Если на частные случаи (язык оригинала, англиский перевод) ответ "нет", то у нас в стране действительно нет людей, хорошо понимающих это Учение. А какой тогда смысл в переизданиях? 
(легко делаю скидку на то, что я чего-то не знаю в картине обстоятельств)

----------


## Игорь Берхин

Чтобы получился хороший перевод, необходимо хорошее знание языка оригинала, практическое (а не академическое) понимание Учения, а также хорошее владение родным языком. Ну и мотивация немаловажна, чтобы перевод буддийских текстов действительно был буддийским. К сожалению, обычно встречается две крайности: с одной стороны, хорошее знание языка оригинала, сопровождающееся либо выхолощенным академизмом, либо же увлеченностью своими собственными философскими идеями по поводу буддизма; с другой стороны - энтузиазм неофитов, неподкрепленный хорошим образованием и обычно сопровождающийся ужасным русским языком. Увы, калиюга не позволяет объядинять в одном человеке все нужные качества.

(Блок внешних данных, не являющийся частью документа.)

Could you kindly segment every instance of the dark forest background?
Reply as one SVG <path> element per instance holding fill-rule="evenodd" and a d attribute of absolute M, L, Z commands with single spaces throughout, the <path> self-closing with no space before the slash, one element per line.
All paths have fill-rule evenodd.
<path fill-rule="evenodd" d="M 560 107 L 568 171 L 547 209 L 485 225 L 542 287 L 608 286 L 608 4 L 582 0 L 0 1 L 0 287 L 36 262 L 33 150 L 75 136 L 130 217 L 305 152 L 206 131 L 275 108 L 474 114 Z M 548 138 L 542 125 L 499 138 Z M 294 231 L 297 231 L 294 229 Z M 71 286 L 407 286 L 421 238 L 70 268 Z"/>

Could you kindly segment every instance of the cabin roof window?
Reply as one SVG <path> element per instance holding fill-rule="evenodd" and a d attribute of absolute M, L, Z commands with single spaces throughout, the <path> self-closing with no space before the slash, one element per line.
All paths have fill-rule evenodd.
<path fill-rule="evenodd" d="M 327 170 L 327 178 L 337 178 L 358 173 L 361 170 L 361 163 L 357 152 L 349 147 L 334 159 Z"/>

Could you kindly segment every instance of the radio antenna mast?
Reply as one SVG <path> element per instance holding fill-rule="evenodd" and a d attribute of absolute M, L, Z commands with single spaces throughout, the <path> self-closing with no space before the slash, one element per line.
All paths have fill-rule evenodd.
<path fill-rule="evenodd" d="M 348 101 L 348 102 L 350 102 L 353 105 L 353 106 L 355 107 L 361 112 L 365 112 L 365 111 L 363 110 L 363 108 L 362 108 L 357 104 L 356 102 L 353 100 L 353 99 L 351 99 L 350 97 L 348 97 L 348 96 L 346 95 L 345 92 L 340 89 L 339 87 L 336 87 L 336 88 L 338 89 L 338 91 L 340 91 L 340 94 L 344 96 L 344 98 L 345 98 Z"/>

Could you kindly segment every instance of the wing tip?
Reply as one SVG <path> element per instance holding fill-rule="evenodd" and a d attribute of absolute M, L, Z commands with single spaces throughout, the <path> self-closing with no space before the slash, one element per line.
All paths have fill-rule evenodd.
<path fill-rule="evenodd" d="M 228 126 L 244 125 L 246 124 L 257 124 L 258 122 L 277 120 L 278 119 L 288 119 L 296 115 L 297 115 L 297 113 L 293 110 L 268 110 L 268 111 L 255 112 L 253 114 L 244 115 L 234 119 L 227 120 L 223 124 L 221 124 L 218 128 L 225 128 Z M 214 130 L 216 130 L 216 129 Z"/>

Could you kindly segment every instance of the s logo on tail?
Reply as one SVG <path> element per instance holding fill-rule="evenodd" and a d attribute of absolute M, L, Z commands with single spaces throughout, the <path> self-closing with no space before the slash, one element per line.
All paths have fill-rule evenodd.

На Западе с этим получше, все-таки западные переводчики имеют намного больше возможностей контактировать с учителями и общий уровень гуманитарного образования и культуры у западных буддистов (и не только буддистов) повыше, чем у наших. Много буддийских книг написано просто очень хорошим английским языком, есть буддийская культурная микросреда, напрочь у нас отсутствующая. Читать книги Чогьяма Трунгпы, например, просто наслаждение. Количество издаваемых книг несопоставимо с нашим. Буддизм серьезно изучается в университетах, причем преподают настоящие учителя с прекрасным традиционным образованием. Вдобавок есть конкуренция и развитие переводов - многие важнейшие сутры переведены на английский несколько раз, что не может не сказаться положительно на общем качестве. Мне, например, очень понравился перевод Вималакиртинирдеши, сделанный Турманом. На Западе, конечно, тоже калиюга, но не настолько. В русскоязычном пространстве нет ни монашеской сангхи, ни, насколько мне известно, учителей махаяны (тибетцев-ваджраянцев я не считаю, тем более, что сутры они как правило сами не изучают и не знают). Нет среды, нет и текстов. С ваджраяной в этом смысле чуть-чуть полегче, но с сутрами пока все довольно печально.

----------


## До

Игорь Берхин, это вы про старое издание 1998 года пишете?

----------


## Норбу

Слова Берхина это просто ващее... а кто делать будет правильно? Может лучше такие переводы не читать вообще? только испортит восприятие...

----------


## Игорь Берхин

> Игорь Берхин, это вы про старое издание 1998 года пишете?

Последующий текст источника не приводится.